Jaya ingin tersenyum, tapi sengaja ditahan. Dia tidak ingin terlalu percaya diri dengan menganggap bahwa bosnya menaruh perhatian lebih. Hanya karena perempuan itu mengomel gara-gara dirinya tidak mau membawa pulang mobil, bukan berarti memiliki rasa, kan? Iya, kan?

Laki-laki itu berusaha sekuat tenaga untuk menjaga kewarasannya. Tidak boleh lengah, apalagi sampai ceroboh, sehingga dapat merugikan diri sendiri. Jangan sampai pikirannya mengawang-ngawang, tanpa batas, lalu mengungkapkan perasaan yang tersimpan di hatinya.

"Bingung banget aku sama Mas Jay. Tahu sendiri, kan, aku nggak pernah pakai mobilnya? Kenapa, sih, susah banget buat bawa pulang?"

"Kontrakan saya kecil, Mbak." Jaya bersyukur dirinya tidak salah panggil lagi. "Gang ke rumah juga hanya cukup untuk satu motor."

Faranisa terdiam. Tampak berpikir. Jaya ingin tahu apa yang dipikirkan perempuan itu. Apakah sang bos mengasihaninya? Entahlah. Hidupnya memang menyedihkan, tapi tidak ingin dikasihani. Perhatian yang didapatkan, dia ingin karena semata-mata orang itu menyayanginya.

"Kenapa, Mbak?" Jaya memberanikan diri untuk bertanya.

"Mas Jay nggak mau jadi model aja?"

Jaya batuk. Terkejut mendengar pertanyaan sang bos.

Dirinya? Model? Di usia hampir empat puluh tahun?

"Jangan bercanda, Mbak," responsnya sambil tertawa canggung. Tangannya dia kibas-kibas di depan, menolak ide dirinya menjadi model.

"Saya nggak bercanda."

Jaya berhenti tertawa, lalu mengusap lehernya. Dia gugup. Entah bagaimana, wajah serius Faranisa membuatnya tak sanggup menatap lurus sang bos. Tatapannya tampak tak ingin dibantah. Oleh karena itu, Jaya memilih untuk menunduk saja. Barangkali, ada hal yang ingin disampaikan bosnya itu.

"Saya bisa bantu Mas Jay."

Jaya masih menunduk.

"Saya bisa bantu supaya Mas Jay jadi model untuk iklan perusahaan saya."

Jaya mendongak. Ditatapnya wajah serius Faranisa. Berusaha menelaah isi pikiran perempuan itu.

Model iklan. Jaya tertawa dalam hati. Bermimpi saja dia tidak pernah. Bagaimana bisa seorang Faranisa berpikir bahwa perusahaan akan menerimanya menjadi model iklan?

"Saya nggak punya pengalaman jadi model, Mbak." Jaya defensif. Tentu saja. Dia tidak ingin seseorang memutuskan sesuatu untuk hidupnya.

"Bisa dicoba dulu."

"Maaf sekali, Mbak. Saya sudah nyaman menjadi sopir. Saya ingin bekerja di sini dalam waktu yang lama saja."

Bohong.

Jaya ingin mengubah hidupnya. Namun, dia tidak mau orang lain yang memutuskan caranya.

Faranisa tampak kecewa. Perempuan itu lalu menunduk, mengaduk-aduk teh hangat tanpa gula yang baru diminum separuhnya.

"Ya, sudah." Nada bicaranya terdengar pasrah. "Kalau berubah pikiran, Mas Jay bisa hubungi saya."

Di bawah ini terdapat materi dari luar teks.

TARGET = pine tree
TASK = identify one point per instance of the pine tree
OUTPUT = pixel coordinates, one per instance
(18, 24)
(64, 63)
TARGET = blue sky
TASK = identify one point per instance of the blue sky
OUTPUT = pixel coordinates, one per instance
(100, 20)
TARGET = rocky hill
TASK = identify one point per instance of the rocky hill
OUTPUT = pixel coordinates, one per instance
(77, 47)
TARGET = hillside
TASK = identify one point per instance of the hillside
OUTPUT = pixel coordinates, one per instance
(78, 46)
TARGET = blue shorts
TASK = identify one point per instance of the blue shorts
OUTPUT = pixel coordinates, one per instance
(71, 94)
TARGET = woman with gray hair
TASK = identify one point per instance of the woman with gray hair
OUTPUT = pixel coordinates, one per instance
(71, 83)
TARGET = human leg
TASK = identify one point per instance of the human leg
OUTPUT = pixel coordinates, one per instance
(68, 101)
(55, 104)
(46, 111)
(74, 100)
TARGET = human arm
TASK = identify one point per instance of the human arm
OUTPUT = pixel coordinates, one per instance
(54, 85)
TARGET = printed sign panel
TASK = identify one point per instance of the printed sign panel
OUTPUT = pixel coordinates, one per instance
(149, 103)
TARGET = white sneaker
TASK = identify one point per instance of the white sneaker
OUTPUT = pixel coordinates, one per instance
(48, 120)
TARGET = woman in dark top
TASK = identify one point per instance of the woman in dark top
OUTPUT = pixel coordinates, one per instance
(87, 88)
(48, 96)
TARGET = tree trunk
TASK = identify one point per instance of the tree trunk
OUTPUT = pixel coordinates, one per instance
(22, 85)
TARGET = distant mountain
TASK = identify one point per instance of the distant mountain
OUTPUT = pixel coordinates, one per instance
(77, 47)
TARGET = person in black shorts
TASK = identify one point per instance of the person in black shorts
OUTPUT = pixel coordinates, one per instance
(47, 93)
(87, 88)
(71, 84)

Jaya tersenyum. Meski begitu, permintaan sang bos tidak bisa diabaikan. Dia merasa harus mempertimbangkan itu ketika istirahat nanti. Memang. Terdengar seperti mengikuti keinginan orang lain. Akan tetapi, jika cara ini bisa menjadi jalan keluar bago hidupnya yang melarat, dia harus bagaimana?

"Terima kasih, Mbak." Hanya itu respons Jaya. Setelahnya, dia kembali melahap makanannya yang hanya tersisa beberapa suap. Dalam keadaan canggung. Dengan pikiran dipenuhi berbagai pertimbangan.